As I reflect on the research I have done for this project and what it means in my own life, I feel a closeness to the centuries past, that I am not quite sure I have felt before. When I taste my Hefe-Weizen clone of one of the oldest surviving wheat beer recipes, I can imagine that many were drinking something extremely similar in a Bavarian tavern 400 years ago. I can imagine them making the beer as well, perhaps with less overall knowledge of the chemistry going on, but nevertheless the same exact process.
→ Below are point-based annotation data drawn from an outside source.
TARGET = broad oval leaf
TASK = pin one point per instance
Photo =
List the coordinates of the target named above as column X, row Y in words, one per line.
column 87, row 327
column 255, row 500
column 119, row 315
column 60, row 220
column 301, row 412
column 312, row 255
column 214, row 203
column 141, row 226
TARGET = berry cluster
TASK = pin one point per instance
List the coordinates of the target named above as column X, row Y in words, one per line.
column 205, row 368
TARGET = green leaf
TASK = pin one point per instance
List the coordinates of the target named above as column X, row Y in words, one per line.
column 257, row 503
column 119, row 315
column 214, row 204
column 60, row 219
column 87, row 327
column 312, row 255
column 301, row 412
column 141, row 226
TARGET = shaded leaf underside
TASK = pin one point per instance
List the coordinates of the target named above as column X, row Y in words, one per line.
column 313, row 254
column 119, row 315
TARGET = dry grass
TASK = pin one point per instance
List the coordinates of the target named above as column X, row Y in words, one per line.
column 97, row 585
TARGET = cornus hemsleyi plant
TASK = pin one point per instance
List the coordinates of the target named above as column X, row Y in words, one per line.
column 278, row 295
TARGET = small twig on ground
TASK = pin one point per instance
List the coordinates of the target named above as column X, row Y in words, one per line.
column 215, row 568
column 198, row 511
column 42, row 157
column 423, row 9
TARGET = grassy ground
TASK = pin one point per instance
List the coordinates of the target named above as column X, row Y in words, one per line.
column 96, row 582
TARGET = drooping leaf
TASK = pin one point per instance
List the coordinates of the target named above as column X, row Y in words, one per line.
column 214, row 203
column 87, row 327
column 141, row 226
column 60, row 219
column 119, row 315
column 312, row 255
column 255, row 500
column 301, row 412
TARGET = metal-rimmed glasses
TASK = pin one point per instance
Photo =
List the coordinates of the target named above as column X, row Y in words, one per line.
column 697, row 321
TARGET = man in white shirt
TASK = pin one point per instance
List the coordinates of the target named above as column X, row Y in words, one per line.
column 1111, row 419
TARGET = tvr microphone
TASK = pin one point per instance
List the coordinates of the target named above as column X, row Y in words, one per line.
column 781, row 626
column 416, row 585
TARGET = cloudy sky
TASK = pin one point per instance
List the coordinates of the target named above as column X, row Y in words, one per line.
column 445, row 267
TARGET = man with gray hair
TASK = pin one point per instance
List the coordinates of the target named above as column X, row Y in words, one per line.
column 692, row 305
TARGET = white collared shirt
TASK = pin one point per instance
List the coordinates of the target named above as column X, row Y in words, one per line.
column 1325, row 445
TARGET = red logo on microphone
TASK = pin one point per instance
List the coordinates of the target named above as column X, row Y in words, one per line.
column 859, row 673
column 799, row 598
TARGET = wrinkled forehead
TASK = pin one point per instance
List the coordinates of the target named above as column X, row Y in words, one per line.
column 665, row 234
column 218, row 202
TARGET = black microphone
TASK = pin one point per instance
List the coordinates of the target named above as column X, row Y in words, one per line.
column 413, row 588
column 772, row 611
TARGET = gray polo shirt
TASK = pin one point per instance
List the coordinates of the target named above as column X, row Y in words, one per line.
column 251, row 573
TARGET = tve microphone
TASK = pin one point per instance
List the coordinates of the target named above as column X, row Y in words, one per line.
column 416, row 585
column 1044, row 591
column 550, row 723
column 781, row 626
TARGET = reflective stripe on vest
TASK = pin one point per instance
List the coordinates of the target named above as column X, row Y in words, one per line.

Homebrewed clone of the Paulaner Hefe-Weizen recipe

Through chemical analysis of beer residue throughout history, we know that there were fermented grains being utilized for many thousands of years. However, what kinds of other ingredients, brewing processes and experimentation they had to do is still very much obscured. Through the texts and archaeological data I have looked at, I believe beer was very much perfected in the 15th and 16th centuries. They had found the very meticulous process (that is still being used today), they knew how fermentation worked and they knew a good beer consisted of grain, water and hops. It is very much thousands of years of experimentation that led to this modernization of beer. This beer I am drinking, the beer that was being drunk in Germany centuries ago and the beers that are going to be drank in the future are all due to the experimenters of the past, who were brave enough to venture out into the unknown. I believe it is our job to continue the legacy of those experimenters, by upholding the magnificent process they handed down to us and by continuing to exploring the boundaries of what is possible with this wonderful process we call fermentation.